Erlang a publié en 1909 un rapport sur ses travaux qui a marqué la création de la théorie des files d’attente, et aujourd’hui, cette théorie trouve des applications dans des domaines très différents les uns des autres, dans les centres d’appel, par exemple, mais aussi dans nos supermarchés.

Ainsi, ces derniers déterminent combien de caissières doivent être présentes aux différentes heures de la journée pour minimiser le temps d’attente des clients en caisse. Mais parfois, à certaines heures de pointe, elles peuvent être dépassées, et le moindre contretemps minime, une vérification de prix, par exemple, ou un client un peu bavard, est susceptible de retarder toute une file.

Lorsqu’il y a 3 caisses ouvertes, et 3 files d’attente correspondantes, ce type de contretemps peut se produire au hasard sur l’une des 3 caisses. Du point de vue des probabilités pures, les chances que vous vous trouviez dans la file d’attente la plus rapide ne sont que de 33% (la caisse la plus rapide des 3, soit 1 sur 3). Par conséquent, il y a mathématiquement 66% de chances que vous ayez choisi une des deux caisses les plus lentes.

Les théoriciens de files d’attente ont proposé une solution évidente pour ce problème: permettre à tous les clients d’attendre dans une unique file d’attente, chaque caisse devant prendre ne charge le client suivant au fur et à mesure de ses disponibilités. Certaines banques et certains fastfoods ont choisi d’appliquer cette méthode. En comparaison avec l’approche traditionnelle et les trois queues séparées, la progression sera légèrement plus lente, car les contretemps aléatoires affecteront toutes les personnes présentes dans la file, mais ce système est indéniablement plus équitable.

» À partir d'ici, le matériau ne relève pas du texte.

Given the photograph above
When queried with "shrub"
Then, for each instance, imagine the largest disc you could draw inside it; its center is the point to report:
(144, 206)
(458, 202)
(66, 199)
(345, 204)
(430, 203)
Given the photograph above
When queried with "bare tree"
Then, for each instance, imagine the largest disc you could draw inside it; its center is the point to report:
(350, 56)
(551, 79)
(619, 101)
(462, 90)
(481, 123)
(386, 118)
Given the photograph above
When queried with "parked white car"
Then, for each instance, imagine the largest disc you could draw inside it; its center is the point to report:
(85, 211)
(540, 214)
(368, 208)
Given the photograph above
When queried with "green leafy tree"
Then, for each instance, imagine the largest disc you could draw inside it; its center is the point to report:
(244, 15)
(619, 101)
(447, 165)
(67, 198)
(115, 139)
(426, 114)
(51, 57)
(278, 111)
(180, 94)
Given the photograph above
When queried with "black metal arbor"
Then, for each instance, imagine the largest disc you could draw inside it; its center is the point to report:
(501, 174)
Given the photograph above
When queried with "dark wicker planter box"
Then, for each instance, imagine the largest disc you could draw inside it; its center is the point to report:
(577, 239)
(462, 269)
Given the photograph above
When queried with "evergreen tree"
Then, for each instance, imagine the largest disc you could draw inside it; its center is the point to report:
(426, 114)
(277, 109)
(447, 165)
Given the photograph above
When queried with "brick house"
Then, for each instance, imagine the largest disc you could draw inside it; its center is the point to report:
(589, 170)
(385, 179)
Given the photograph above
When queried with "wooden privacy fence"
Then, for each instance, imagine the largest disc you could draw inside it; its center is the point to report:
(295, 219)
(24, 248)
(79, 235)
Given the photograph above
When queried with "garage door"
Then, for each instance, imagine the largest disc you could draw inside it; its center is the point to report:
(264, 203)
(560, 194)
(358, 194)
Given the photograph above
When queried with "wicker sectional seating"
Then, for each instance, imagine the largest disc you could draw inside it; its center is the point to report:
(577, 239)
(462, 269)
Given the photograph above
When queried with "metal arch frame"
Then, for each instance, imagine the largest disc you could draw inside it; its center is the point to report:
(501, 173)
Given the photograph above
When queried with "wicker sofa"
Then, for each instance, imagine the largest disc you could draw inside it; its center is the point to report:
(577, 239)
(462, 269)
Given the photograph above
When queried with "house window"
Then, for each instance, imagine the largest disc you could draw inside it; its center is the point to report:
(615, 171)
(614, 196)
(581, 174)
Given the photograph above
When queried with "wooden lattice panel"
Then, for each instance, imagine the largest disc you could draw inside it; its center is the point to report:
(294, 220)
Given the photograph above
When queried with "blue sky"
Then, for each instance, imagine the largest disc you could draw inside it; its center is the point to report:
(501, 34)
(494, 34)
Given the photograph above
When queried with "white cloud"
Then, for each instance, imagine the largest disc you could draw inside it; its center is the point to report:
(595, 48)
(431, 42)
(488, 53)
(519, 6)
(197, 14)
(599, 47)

On peut se demander pourquoi ce système ne s’est pas généralisé, puisqu’il est plus juste? Cela tient à la psychologie du client. La plupart d’entre nous aiment à penser qu’ils détiennent le contrôle sur leur existence, et qu’ils seront capables d’échapper à la file d’attente la plus longue à laquelle sont condamnés les autres. Les chercheurs ont ainsi constaté que certains clients regimbent à s’intégrer dans les queues uniques, et qu’ils préfèrent les systèmes avec de multiples files d’attente.